The first step is to construct the prototype as rapidly as possible. Only those aspects of the software that will be visible to customer/user. It is characterized by a linear model with no feedback loops. The model is not proven and has its own problems. The possible solution might be to use rapid prototyping for defining requirements then proceed to using Waterfall model for the rest of the life cycle.
The rapid prototype is used in the requirements phase. It is evaluated by the customer (or user) and then discarded and not turned into a product.
4. Incremental Model
The product is divided into builds with each build containing an operational quality subsystem. With each additional build a new subsystem is integrated with the previous build. Other types of Incremental Models include Extreme Programming Model and Synchronize-And-Stabilize Model.
The project is divided into builds or modules interacting to provide a specific functionality.

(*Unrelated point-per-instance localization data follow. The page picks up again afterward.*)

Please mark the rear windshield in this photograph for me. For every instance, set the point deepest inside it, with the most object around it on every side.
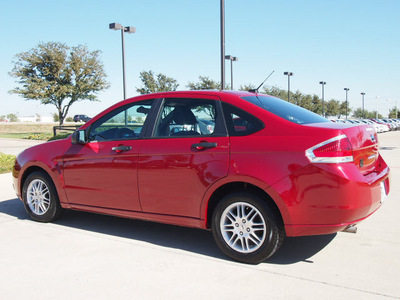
(285, 110)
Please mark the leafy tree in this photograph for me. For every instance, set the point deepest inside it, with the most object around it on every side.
(57, 74)
(247, 87)
(342, 111)
(367, 114)
(332, 108)
(56, 118)
(160, 83)
(276, 92)
(204, 83)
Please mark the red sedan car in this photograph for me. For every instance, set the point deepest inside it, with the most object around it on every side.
(263, 170)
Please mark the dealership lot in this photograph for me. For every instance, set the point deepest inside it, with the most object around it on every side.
(95, 256)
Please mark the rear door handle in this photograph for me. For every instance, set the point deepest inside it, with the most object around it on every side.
(119, 149)
(203, 145)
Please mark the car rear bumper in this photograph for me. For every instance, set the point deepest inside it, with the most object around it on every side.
(324, 199)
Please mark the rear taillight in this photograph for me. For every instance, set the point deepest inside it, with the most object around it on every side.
(333, 151)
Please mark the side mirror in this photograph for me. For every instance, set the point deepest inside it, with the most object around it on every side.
(79, 137)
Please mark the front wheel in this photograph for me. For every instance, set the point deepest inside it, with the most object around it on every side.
(40, 197)
(246, 229)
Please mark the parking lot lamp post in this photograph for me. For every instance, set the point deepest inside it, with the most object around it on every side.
(363, 94)
(232, 59)
(347, 103)
(288, 75)
(128, 29)
(323, 97)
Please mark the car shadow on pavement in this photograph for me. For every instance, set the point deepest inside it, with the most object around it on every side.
(193, 240)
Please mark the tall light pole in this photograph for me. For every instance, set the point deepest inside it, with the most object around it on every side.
(288, 75)
(347, 103)
(323, 97)
(222, 44)
(128, 29)
(232, 59)
(363, 94)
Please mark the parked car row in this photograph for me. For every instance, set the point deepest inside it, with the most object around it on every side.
(380, 125)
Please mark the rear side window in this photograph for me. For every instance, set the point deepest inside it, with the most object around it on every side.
(239, 122)
(285, 110)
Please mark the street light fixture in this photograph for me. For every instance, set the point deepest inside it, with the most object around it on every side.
(363, 94)
(288, 74)
(232, 59)
(323, 97)
(128, 29)
(347, 103)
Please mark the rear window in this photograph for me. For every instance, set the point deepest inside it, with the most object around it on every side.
(285, 110)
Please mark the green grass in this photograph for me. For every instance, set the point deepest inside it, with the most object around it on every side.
(6, 163)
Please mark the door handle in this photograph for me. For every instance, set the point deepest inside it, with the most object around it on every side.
(203, 145)
(119, 149)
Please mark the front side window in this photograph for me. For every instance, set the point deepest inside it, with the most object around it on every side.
(124, 123)
(186, 117)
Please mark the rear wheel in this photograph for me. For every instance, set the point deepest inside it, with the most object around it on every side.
(246, 228)
(40, 197)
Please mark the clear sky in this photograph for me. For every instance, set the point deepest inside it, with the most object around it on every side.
(346, 43)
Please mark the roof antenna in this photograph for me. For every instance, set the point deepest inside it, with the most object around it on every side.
(256, 90)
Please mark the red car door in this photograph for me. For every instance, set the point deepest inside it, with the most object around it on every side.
(184, 157)
(103, 171)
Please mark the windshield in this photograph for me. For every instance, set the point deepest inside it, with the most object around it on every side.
(285, 110)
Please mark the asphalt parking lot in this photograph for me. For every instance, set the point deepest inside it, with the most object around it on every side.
(93, 256)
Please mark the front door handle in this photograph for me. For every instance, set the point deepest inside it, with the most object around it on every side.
(203, 145)
(119, 149)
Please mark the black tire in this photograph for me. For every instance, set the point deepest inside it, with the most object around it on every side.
(40, 197)
(250, 231)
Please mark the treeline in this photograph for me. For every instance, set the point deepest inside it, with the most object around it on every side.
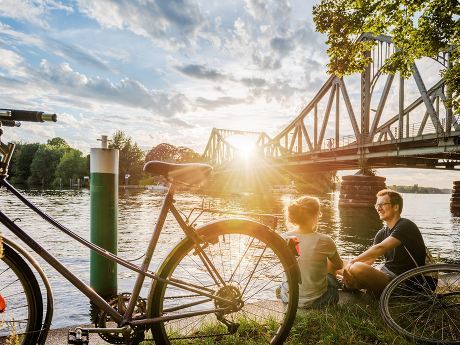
(52, 164)
(419, 190)
(56, 163)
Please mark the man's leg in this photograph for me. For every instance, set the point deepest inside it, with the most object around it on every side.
(363, 276)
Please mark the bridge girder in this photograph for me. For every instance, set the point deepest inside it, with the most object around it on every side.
(306, 135)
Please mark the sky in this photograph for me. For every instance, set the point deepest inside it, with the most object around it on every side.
(164, 71)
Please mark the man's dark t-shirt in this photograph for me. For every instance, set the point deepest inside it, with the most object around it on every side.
(397, 260)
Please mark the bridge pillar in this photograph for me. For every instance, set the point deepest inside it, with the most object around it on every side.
(359, 190)
(455, 199)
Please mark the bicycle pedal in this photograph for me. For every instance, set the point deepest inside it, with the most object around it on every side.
(78, 337)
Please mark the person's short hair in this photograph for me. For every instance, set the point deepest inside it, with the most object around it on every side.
(395, 197)
(302, 209)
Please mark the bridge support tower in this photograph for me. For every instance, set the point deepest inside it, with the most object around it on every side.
(359, 190)
(455, 199)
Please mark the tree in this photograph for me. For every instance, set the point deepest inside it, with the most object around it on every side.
(418, 28)
(72, 165)
(131, 160)
(22, 160)
(44, 163)
(57, 141)
(170, 153)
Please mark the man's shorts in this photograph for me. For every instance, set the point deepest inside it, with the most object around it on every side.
(331, 296)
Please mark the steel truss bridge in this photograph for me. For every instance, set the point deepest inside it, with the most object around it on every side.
(331, 133)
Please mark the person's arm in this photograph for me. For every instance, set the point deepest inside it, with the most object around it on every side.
(374, 252)
(336, 261)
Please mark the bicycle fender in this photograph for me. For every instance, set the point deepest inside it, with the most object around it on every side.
(49, 292)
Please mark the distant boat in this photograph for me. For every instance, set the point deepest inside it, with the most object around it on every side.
(157, 187)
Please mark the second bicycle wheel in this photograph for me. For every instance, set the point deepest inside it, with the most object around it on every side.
(21, 303)
(423, 304)
(253, 262)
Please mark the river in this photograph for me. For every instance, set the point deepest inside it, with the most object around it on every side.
(353, 230)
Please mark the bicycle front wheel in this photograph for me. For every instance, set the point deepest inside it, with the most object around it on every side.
(253, 262)
(21, 303)
(423, 304)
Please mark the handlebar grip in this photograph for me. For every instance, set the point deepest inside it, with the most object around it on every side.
(27, 115)
(10, 123)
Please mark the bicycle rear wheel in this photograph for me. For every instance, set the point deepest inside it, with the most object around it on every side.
(253, 261)
(21, 308)
(423, 304)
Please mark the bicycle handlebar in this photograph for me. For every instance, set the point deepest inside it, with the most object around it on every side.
(25, 115)
(10, 123)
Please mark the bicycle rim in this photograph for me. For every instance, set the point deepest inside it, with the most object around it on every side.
(253, 262)
(20, 321)
(423, 304)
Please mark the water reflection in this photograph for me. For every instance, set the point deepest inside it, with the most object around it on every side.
(353, 230)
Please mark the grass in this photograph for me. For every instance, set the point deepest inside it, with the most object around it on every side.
(347, 324)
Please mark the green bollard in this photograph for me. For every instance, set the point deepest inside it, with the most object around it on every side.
(104, 213)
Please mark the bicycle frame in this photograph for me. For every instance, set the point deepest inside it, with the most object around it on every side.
(143, 272)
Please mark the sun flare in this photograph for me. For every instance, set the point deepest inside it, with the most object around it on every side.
(245, 146)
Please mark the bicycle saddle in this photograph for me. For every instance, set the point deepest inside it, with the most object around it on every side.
(186, 173)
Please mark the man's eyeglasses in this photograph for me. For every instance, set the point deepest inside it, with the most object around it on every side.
(377, 206)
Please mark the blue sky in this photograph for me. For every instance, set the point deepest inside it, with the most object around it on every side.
(163, 71)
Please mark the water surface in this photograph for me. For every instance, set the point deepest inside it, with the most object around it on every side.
(352, 229)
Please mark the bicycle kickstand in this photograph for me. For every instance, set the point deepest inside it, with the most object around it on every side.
(79, 337)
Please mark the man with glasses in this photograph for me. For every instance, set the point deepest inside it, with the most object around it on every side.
(399, 241)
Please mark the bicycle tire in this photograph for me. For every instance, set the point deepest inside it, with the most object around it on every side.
(423, 304)
(21, 292)
(261, 308)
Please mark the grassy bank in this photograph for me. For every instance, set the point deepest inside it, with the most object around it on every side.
(347, 324)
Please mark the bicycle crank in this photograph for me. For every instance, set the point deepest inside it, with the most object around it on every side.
(120, 303)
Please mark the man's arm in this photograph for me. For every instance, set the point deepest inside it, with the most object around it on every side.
(374, 252)
(336, 261)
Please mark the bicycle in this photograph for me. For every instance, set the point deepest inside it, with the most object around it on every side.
(218, 282)
(423, 304)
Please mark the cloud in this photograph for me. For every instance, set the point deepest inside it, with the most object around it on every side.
(172, 23)
(33, 12)
(267, 9)
(127, 92)
(200, 72)
(77, 55)
(213, 104)
(9, 59)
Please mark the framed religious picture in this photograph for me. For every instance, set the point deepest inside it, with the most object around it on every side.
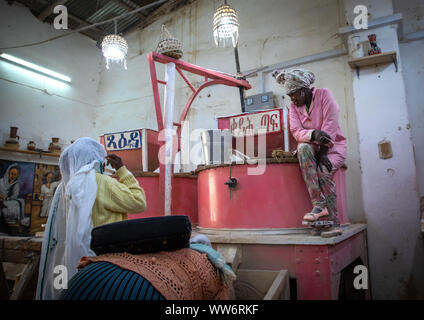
(46, 179)
(16, 193)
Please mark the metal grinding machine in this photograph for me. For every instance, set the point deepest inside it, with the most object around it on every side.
(250, 208)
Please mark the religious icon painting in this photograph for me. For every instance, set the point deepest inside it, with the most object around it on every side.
(16, 192)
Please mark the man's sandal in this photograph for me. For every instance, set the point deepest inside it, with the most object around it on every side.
(311, 217)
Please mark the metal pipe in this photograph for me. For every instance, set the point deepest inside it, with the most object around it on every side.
(241, 90)
(169, 123)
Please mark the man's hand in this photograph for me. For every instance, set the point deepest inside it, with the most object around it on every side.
(114, 161)
(321, 137)
(322, 159)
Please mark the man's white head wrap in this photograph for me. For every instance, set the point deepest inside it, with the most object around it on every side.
(294, 79)
(67, 234)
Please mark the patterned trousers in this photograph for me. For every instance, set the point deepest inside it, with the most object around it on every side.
(320, 183)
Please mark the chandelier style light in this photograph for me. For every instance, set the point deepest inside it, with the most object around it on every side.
(115, 49)
(225, 25)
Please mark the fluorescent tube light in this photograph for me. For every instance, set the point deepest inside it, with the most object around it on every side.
(34, 67)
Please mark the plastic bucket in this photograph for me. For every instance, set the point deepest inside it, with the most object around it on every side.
(217, 146)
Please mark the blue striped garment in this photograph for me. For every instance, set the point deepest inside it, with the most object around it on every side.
(106, 281)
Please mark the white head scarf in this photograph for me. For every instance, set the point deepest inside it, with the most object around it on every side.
(67, 233)
(294, 79)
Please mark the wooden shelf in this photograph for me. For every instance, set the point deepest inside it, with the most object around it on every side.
(40, 153)
(376, 59)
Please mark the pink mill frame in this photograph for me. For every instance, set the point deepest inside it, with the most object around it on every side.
(211, 78)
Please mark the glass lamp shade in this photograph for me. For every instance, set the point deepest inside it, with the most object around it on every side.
(225, 25)
(115, 49)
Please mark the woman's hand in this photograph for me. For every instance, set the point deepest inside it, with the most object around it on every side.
(321, 137)
(114, 161)
(322, 159)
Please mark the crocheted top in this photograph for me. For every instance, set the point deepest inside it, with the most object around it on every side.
(182, 274)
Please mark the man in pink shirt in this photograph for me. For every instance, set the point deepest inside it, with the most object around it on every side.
(321, 149)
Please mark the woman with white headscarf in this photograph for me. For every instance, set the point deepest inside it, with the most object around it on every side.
(84, 199)
(321, 149)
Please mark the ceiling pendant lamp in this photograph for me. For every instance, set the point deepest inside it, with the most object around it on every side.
(225, 25)
(115, 49)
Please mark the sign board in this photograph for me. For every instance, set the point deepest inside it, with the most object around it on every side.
(249, 124)
(127, 140)
(259, 102)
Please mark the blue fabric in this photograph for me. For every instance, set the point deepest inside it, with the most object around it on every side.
(216, 259)
(106, 281)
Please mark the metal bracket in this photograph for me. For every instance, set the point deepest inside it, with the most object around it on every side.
(231, 183)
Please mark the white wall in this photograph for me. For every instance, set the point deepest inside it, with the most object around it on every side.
(40, 107)
(413, 63)
(390, 196)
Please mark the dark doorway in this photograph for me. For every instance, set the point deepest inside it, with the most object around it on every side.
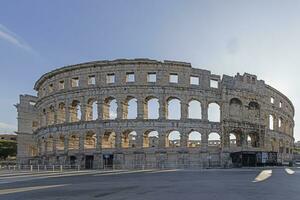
(73, 161)
(108, 160)
(249, 159)
(89, 160)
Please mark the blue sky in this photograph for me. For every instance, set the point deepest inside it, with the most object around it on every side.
(226, 37)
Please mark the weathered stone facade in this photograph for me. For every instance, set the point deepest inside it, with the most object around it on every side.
(60, 125)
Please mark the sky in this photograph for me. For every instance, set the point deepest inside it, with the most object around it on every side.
(260, 37)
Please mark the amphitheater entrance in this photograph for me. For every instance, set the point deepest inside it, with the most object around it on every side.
(243, 159)
(89, 160)
(108, 161)
(73, 161)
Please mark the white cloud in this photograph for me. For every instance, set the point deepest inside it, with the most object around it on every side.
(11, 37)
(7, 128)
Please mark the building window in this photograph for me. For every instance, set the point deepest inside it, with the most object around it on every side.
(213, 83)
(92, 80)
(173, 78)
(51, 88)
(34, 124)
(110, 78)
(279, 122)
(151, 77)
(61, 85)
(194, 80)
(130, 77)
(32, 103)
(75, 82)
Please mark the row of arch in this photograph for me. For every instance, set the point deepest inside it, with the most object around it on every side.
(278, 123)
(130, 139)
(110, 109)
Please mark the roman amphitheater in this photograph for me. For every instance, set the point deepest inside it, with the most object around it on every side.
(144, 113)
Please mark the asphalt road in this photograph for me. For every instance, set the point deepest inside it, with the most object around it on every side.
(233, 184)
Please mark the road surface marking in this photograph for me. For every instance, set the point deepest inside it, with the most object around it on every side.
(162, 171)
(125, 172)
(289, 171)
(263, 175)
(26, 189)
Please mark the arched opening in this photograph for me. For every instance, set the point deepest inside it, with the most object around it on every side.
(151, 139)
(271, 122)
(280, 123)
(90, 140)
(213, 112)
(249, 141)
(44, 117)
(194, 139)
(110, 107)
(273, 144)
(214, 140)
(173, 139)
(73, 142)
(129, 139)
(254, 110)
(194, 110)
(174, 108)
(152, 111)
(75, 111)
(42, 145)
(61, 143)
(49, 144)
(130, 108)
(235, 107)
(281, 147)
(51, 115)
(61, 114)
(232, 139)
(92, 109)
(253, 139)
(109, 140)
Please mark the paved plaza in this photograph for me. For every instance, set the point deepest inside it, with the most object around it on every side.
(210, 184)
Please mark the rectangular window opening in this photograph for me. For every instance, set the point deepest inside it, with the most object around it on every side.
(173, 78)
(61, 85)
(194, 80)
(130, 77)
(92, 80)
(214, 83)
(151, 77)
(51, 88)
(75, 82)
(110, 78)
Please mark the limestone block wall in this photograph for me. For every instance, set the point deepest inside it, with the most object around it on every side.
(86, 110)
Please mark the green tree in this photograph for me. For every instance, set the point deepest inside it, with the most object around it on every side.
(7, 148)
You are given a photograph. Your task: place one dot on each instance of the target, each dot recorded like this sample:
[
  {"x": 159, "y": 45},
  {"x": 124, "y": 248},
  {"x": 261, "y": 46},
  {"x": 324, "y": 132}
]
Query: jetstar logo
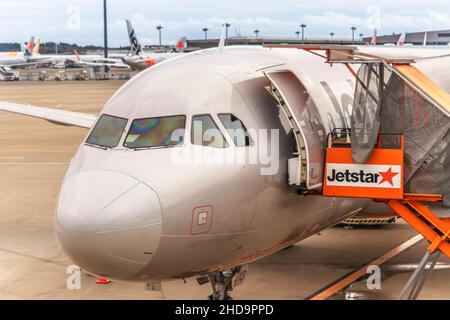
[{"x": 364, "y": 175}]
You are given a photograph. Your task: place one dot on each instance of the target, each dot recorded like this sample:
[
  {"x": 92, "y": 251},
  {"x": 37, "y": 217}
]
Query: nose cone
[{"x": 108, "y": 223}]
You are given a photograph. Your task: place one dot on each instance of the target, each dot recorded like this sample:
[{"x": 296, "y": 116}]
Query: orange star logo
[{"x": 388, "y": 176}]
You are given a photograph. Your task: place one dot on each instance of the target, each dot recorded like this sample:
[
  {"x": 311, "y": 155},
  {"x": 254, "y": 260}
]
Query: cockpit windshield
[
  {"x": 156, "y": 132},
  {"x": 107, "y": 132}
]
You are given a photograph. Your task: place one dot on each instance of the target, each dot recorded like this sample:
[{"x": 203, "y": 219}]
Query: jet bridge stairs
[{"x": 400, "y": 121}]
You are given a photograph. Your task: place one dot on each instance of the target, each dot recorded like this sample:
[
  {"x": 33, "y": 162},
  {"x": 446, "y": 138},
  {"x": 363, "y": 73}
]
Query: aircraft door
[{"x": 310, "y": 134}]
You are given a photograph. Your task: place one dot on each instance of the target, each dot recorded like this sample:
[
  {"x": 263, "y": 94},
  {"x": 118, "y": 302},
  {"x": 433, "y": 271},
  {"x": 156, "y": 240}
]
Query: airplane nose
[{"x": 108, "y": 223}]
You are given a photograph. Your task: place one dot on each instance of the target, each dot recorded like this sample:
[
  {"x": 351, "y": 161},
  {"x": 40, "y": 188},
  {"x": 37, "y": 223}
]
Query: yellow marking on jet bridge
[
  {"x": 419, "y": 79},
  {"x": 33, "y": 163},
  {"x": 348, "y": 279}
]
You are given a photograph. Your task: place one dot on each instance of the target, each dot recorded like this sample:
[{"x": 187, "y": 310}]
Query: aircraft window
[
  {"x": 204, "y": 132},
  {"x": 107, "y": 132},
  {"x": 156, "y": 132},
  {"x": 236, "y": 130}
]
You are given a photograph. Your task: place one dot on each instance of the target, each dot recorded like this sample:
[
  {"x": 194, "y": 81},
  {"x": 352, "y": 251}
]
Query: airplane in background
[
  {"x": 133, "y": 208},
  {"x": 80, "y": 60},
  {"x": 139, "y": 60},
  {"x": 24, "y": 59}
]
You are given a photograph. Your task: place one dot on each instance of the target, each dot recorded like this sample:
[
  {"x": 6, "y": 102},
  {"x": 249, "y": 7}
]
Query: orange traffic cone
[{"x": 103, "y": 281}]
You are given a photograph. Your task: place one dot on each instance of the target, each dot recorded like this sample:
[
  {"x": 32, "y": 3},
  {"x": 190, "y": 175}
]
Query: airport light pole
[
  {"x": 105, "y": 32},
  {"x": 227, "y": 25},
  {"x": 303, "y": 26},
  {"x": 353, "y": 34},
  {"x": 205, "y": 30},
  {"x": 159, "y": 28}
]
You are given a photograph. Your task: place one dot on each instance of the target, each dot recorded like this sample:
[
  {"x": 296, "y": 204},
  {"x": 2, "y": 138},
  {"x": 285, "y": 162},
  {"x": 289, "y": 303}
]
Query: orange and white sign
[
  {"x": 380, "y": 178},
  {"x": 364, "y": 175}
]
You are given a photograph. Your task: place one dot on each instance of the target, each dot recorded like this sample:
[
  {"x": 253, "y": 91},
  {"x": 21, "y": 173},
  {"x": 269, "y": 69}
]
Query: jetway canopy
[{"x": 399, "y": 99}]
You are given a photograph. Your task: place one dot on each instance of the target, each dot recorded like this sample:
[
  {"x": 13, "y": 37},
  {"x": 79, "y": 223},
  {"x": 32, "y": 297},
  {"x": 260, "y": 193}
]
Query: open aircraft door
[{"x": 306, "y": 166}]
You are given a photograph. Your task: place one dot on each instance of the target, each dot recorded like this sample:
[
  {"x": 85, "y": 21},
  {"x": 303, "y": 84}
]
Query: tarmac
[{"x": 34, "y": 155}]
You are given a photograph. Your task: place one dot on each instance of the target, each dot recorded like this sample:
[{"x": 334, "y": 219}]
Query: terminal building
[
  {"x": 243, "y": 41},
  {"x": 433, "y": 38},
  {"x": 441, "y": 37}
]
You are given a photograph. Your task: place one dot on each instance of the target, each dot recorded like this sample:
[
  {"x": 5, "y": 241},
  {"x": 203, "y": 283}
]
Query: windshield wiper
[{"x": 98, "y": 147}]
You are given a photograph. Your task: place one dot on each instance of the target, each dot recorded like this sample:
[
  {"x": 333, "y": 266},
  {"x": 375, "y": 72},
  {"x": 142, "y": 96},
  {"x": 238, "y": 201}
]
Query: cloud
[{"x": 48, "y": 18}]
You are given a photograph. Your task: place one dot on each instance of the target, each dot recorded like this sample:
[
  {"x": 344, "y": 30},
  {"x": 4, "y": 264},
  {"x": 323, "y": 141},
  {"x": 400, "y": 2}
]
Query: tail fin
[
  {"x": 37, "y": 47},
  {"x": 374, "y": 38},
  {"x": 28, "y": 52},
  {"x": 401, "y": 41},
  {"x": 222, "y": 41},
  {"x": 181, "y": 45},
  {"x": 136, "y": 47},
  {"x": 77, "y": 55}
]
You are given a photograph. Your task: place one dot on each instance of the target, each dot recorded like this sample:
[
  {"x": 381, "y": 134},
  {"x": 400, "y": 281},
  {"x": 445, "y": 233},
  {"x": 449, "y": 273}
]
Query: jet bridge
[{"x": 396, "y": 151}]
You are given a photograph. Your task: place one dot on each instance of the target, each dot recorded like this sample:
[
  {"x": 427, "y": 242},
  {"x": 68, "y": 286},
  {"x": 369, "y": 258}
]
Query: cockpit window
[
  {"x": 204, "y": 132},
  {"x": 236, "y": 129},
  {"x": 156, "y": 132},
  {"x": 107, "y": 132}
]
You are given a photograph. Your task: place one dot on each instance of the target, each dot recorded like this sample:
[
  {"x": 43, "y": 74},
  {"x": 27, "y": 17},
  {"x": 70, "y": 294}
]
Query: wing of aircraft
[{"x": 63, "y": 117}]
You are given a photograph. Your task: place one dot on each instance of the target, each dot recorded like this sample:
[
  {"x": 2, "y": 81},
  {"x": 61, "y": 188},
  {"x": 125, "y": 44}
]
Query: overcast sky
[{"x": 81, "y": 21}]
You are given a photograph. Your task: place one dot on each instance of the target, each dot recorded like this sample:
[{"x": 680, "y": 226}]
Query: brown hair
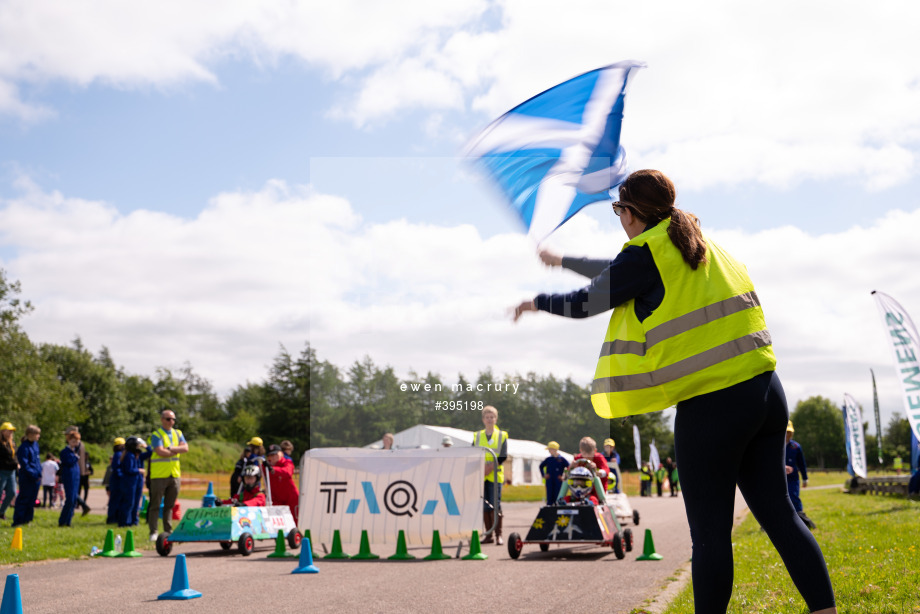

The typical product is 5 to 25 builds.
While the waterfall and rapid prototyping models deliver a complete product at the end, the incremental model on the other hand delivers portion of the product at each stage.
5. Synchronize-and-Stabilize Model
The SaS Model is Microsoft’s life-cycle model. It is a version of incremental model.
In requirements analysis, potential customers are interviewed. The features with priorities are listed. Specifications are drawn and the project is divided into 3 or 4 builds. Each build is carried out by small teams working in parallel.
At the end of the day – synchronize (put together partially completed components; test and debug), At the end of the build – stabilize (fix the remaining faults; freeze build)
6. Spiral Model
The concept is to minimize risk via the use of prototypes and other means. Set of important requirements are selected for each prototype. It is a simplified form of Waterfall model combined with risk analysis.
Preceed each phase by Alternatives and Risk Analysis, Follow each phase by Evaluation and Planning of the next phase. If risks cannot be resolved, project may be terminated immediately.
7. Object-Oriented Life-Cycle Models
There is a need for iteration within and between phases. All Object oriented life cycles are: Iterative, Parallel, and Incremental.
Conclusion
Although there is no “ideal” software process, there is always an advantage to adapting software engineering best practices and improving the current processes of an organization. Legacy processes may undergo standardization and new software engineering methods and techniques may be introduced resulting to hybrid models.